In The Unexpected Man these two - superbly played by Michael Gambon and Eileen Atkins - think about themselves, shoot glances, and think about each other. At the end, they talk. He is an embittered novelist on his way to meet his prospective son-in-law. She is a widow, has just lost a close friend, and reads his novels with a passion.

In Mark Thompson's abstract, fragmented designs, chairs are dotted along a railway track that traverses a sheet of Perspex glass raised above a bed of shingle. Gambon and Atkins cross and uncross their legs, get up, walk round, return. They are physical opposites. If they were puddings, he would be jelly, she would be a brandy snap. But both have a charge that comes from loneliness and unease. Gambon builds round contrasts: lightness and weight; bitterness and charm; alertness and fatigue. Atkins is crisp, idealistic and withering.

We see in The Unexpected Man what we saw in Art. Reza knows how formal constraints create energy on stage. She is sharp on the dissatisfactions of cultured bourgeois life. Her characters isolate moments and pick away at them. She writes - intriguingly - about the dramas going on inside people's minds: the conversations that never take place. The Unexpected Man draws its structural vigour from anticipation. As the train travels from Paris to Frankfurt, these two move closer. But the encounter could be brief.

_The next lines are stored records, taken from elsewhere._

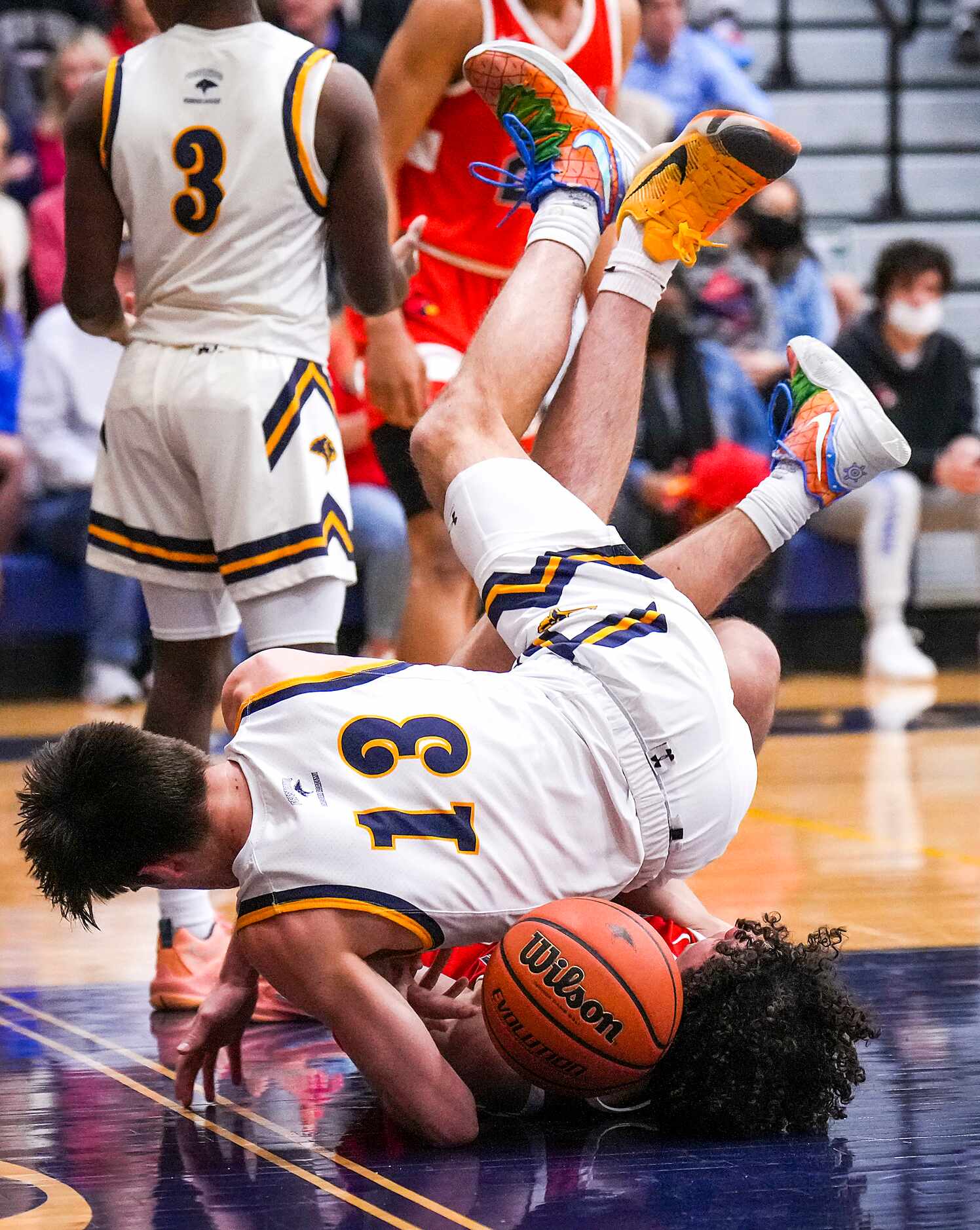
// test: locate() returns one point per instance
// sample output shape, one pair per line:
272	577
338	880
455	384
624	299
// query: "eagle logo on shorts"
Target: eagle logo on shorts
324	448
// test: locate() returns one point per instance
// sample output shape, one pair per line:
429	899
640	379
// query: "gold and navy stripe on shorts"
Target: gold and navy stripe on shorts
544	584
301	158
145	546
112	95
342	897
608	633
265	555
333	680
283	419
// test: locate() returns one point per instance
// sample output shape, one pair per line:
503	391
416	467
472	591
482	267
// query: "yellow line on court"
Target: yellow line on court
245	1112
305	1175
63	1210
846	833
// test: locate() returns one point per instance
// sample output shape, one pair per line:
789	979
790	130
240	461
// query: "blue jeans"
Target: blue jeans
381	556
57	524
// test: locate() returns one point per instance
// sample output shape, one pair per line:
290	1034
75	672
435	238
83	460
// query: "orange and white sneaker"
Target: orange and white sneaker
689	187
189	968
562	133
833	426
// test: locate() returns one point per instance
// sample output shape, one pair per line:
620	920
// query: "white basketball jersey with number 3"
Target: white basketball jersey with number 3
208	138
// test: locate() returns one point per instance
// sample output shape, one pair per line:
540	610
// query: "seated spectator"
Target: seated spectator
694	396
736	305
32	31
18	105
687	68
702	443
67	378
775	229
921	375
134	26
11	451
47	221
380	531
86	54
14	236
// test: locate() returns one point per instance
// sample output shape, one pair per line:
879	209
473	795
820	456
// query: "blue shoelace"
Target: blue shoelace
538	179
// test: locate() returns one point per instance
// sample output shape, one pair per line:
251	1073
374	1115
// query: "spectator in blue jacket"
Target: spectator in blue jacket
11	451
776	239
687	68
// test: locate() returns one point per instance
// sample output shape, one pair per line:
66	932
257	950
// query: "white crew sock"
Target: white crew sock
189	908
569	215
631	272
780	504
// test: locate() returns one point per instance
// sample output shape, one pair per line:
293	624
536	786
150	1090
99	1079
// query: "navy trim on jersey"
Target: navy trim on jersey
292	143
111	120
340	897
299	688
145	546
265	555
544	584
283	419
609	633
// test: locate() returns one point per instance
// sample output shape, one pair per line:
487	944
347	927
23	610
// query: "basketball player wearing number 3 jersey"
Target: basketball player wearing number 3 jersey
433	126
234	151
374	811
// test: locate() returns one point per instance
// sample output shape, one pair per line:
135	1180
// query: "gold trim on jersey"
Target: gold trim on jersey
310	680
319	56
421	745
111	95
160	553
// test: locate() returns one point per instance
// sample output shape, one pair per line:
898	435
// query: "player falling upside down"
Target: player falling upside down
221	483
378	810
432	126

The literary ironies are elegant: Atkins has one of the major relationships of her life with someone she has never met. He feels old, yet his books exist in a perpetual present tense. Liking the books doesn't mean liking the man. Atkins doesn't think even the characters in Gambon's books would enjoy the books. Director Matthew Warchus shapes these enticing reveries with the same depth and polish he brought to Art. The excellent translation, again, is by Christopher Hampton.

The Basset Table opens with characters playing cards at four in the morning. The manservants are slumped around waiting for their employers to finish playing Bassett. It all looks good rakish fun, if you're not a manservant. Susanna Centlivre's lively restoration comedy has husbands who can't control their wives' desires for gambling or for men. Just in case 1705 sounds an awfully long time ago, director Polly Irvin treats us to blasts of rock, strobe lighting and modern footwear.

It's a shame. Half the show is good: bosoms heave, eyes flash and wrists hang suspended in the air. As Lady Reveller, Harriet Thorpe has exactly the right poise: a regal seductiveness and acidic tone. "Who could endure these men," she comments, "did they not lose their money." But some of the cast fatally send up their characters. The young men give us mannerisms when we want manners. Irvin's takes Centlivre's play, slaps on the rouge, powders its nose and sticks ringlets in its hair. Never mind the scene- changes: you want to find the rock'n'roll in the performances.

'Oedipus': BAC, SW11 (0171 223 2223), to Sun 28 Jun. 'The Unexpected Man': Duchess, WC2 (0171 494 5075). 'The Basset Table': Tricycle, NW6 (0171 328 1000), to 11 Jul.